Happily there are those artists who are not so haunted and take pleasure in generously sharing their sketches, studies and color notes in the hope it will clarify how artists work towards developing an idea.

Everett Raymond Kinstler, like Michelangelo, has made it a habit throughout his 70 plus -year career of making sketches and thumbnails for each new work.  These studies are a proven observational method for artists to identify those features and mannerisms that are unique in each subjects’ persona. 

Kinstler’s portrait of Mercury 7 Astronaut Scott Carpenter is a great example of how those earlier sketches helped set the tone in the final painting.  As an artist makes these lines and shapes, he or she is creating a memory of the key aspects that make up their sitter's character.  On the shelves of Kinstler’s studio sits several volumes of his sketchbooks that have recently been assembled into a book titled Impressions & Observations: The Sketchbooks of Everett Raymond Kinstler.  Many of these images have never been seen before and gives the reader a peek into his creative process.
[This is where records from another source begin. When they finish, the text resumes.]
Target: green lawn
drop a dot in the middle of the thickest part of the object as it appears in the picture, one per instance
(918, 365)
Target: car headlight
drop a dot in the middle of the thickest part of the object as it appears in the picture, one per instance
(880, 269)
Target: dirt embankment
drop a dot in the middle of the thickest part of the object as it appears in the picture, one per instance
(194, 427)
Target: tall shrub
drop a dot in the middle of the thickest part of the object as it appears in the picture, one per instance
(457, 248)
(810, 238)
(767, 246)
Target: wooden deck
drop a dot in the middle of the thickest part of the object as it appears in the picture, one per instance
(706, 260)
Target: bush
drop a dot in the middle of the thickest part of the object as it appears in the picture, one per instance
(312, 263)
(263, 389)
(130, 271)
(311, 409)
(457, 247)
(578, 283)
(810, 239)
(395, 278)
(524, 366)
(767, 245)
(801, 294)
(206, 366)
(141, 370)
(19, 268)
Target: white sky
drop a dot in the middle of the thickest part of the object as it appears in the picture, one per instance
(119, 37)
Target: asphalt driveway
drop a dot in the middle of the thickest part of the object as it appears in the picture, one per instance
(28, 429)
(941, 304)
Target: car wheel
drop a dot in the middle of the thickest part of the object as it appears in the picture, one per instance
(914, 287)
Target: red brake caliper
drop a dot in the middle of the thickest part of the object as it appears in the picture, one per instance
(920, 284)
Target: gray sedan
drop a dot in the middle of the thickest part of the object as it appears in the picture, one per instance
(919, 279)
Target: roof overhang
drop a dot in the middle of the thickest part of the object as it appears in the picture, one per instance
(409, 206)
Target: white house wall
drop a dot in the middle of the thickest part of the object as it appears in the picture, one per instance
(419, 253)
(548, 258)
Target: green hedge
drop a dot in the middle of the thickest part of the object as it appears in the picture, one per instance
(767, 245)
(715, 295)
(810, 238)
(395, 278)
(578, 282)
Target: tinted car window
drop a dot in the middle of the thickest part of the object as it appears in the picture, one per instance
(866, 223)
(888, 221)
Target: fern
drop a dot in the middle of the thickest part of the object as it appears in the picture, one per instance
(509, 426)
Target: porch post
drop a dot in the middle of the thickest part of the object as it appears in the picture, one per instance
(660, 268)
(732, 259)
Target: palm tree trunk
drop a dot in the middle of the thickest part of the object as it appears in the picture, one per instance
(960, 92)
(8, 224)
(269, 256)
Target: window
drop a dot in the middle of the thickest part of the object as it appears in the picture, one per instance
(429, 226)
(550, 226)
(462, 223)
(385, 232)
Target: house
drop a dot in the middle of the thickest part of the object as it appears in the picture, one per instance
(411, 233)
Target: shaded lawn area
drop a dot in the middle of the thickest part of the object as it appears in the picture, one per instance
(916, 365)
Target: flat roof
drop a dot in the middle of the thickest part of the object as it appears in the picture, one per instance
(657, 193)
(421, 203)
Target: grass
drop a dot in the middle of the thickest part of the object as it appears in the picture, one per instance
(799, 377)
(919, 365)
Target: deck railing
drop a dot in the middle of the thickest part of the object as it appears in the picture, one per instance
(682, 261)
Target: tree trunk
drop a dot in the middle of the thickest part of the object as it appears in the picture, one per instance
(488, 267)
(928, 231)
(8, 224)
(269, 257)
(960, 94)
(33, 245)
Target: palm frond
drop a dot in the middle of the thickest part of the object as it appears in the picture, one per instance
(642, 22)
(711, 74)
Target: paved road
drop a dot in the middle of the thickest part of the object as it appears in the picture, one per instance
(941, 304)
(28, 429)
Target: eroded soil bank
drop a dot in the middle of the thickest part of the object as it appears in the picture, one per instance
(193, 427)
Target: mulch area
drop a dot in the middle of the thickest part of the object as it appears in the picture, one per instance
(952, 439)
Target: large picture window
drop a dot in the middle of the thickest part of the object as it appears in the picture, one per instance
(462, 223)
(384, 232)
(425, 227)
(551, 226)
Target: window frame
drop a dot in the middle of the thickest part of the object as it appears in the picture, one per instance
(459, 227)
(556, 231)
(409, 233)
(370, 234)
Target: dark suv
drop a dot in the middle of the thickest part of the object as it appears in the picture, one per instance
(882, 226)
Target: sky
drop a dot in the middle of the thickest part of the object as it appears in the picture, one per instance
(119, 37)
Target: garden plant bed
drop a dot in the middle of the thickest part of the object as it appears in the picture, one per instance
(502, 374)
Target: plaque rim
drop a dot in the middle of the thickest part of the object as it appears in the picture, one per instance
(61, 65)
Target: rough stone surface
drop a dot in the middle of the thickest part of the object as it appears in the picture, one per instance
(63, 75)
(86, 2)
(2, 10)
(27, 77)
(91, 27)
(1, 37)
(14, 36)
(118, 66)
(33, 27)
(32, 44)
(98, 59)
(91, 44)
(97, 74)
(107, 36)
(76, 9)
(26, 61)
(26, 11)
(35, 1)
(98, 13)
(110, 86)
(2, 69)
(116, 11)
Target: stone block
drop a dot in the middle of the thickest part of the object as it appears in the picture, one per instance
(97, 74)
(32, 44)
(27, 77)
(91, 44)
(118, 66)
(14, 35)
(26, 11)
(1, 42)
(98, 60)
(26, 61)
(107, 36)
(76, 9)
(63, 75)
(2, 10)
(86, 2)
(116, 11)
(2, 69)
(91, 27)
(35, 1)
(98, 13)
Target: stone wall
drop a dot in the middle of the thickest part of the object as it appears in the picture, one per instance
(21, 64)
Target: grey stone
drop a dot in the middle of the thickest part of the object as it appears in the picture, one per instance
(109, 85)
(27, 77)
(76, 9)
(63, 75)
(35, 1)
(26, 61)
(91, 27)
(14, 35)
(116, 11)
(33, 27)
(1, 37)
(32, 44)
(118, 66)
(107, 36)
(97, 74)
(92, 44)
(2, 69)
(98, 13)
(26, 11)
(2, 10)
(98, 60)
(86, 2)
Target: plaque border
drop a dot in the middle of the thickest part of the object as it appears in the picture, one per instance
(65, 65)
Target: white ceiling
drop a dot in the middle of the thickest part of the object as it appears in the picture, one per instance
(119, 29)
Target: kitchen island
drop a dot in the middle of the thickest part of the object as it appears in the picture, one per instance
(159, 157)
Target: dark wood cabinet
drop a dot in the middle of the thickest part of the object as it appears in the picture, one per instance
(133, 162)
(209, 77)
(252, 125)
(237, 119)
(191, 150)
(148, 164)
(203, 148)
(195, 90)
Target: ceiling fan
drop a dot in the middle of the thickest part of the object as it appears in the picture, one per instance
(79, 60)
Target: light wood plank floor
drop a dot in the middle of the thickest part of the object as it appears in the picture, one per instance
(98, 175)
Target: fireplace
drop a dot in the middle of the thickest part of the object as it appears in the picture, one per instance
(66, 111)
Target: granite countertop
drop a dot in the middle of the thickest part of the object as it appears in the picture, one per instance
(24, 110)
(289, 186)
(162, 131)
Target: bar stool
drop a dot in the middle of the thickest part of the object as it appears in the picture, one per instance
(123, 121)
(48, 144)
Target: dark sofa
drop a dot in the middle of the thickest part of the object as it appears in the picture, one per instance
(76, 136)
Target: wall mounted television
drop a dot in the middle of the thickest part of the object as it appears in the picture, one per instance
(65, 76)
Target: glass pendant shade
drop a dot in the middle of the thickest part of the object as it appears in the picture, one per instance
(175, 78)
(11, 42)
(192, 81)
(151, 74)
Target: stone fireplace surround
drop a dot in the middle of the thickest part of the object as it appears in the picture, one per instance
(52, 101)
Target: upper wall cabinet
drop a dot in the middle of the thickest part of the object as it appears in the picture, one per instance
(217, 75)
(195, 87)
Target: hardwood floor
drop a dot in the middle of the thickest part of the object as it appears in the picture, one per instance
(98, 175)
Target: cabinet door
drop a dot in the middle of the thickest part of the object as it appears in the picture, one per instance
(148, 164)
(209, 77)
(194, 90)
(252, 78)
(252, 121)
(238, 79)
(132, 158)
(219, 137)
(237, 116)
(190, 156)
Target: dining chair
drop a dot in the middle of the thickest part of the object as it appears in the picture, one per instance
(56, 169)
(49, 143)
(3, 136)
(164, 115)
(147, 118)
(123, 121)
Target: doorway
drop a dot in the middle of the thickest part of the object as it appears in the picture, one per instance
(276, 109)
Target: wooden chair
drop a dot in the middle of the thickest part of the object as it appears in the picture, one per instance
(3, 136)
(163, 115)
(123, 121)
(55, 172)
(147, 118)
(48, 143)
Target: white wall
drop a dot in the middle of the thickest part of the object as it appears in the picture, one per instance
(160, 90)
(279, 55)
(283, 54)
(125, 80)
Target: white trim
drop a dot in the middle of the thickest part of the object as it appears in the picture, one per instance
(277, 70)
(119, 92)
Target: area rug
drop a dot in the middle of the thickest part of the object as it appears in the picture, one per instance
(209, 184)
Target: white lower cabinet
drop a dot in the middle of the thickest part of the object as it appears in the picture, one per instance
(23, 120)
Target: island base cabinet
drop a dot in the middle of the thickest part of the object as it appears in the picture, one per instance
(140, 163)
Alexandra Tyng is a highly accomplished artist, and recently shared with me how she works out the complex compositional balance of figures and space for her large narrative paintings.  Her 56 inch by 48 inch oil painting, Possible Spaces, is about a time in her life when she had the opportunity to rehab an abandoned old house with a friend.  Alex worked out the development of her idea by starting with thumbnail sketches, then exploring different placements and combinations.  She was very dissatisfied with her first sketch as the elements were much too literal (measuring tape and paint brush).  The second composition is starting to get the atmosphere and feeling she wanted to portray.  In the third sketch she is beginning to firm up her composition, switching the placement of the figures, facing slightly outward and away from each other.  Alex underscores the importance of finding this compositional balance when she stated, “A slight change can make a huge difference in conveying an idea or emotion.” 

Painting and sculpture are like sibling disciplines and the parent to both is drawing, and every good painting starts with good drawing skills.  Another way to consider sculpture is that it is drawing in dimensional space.  But no matter what you want to do in art, drawing is where you must start.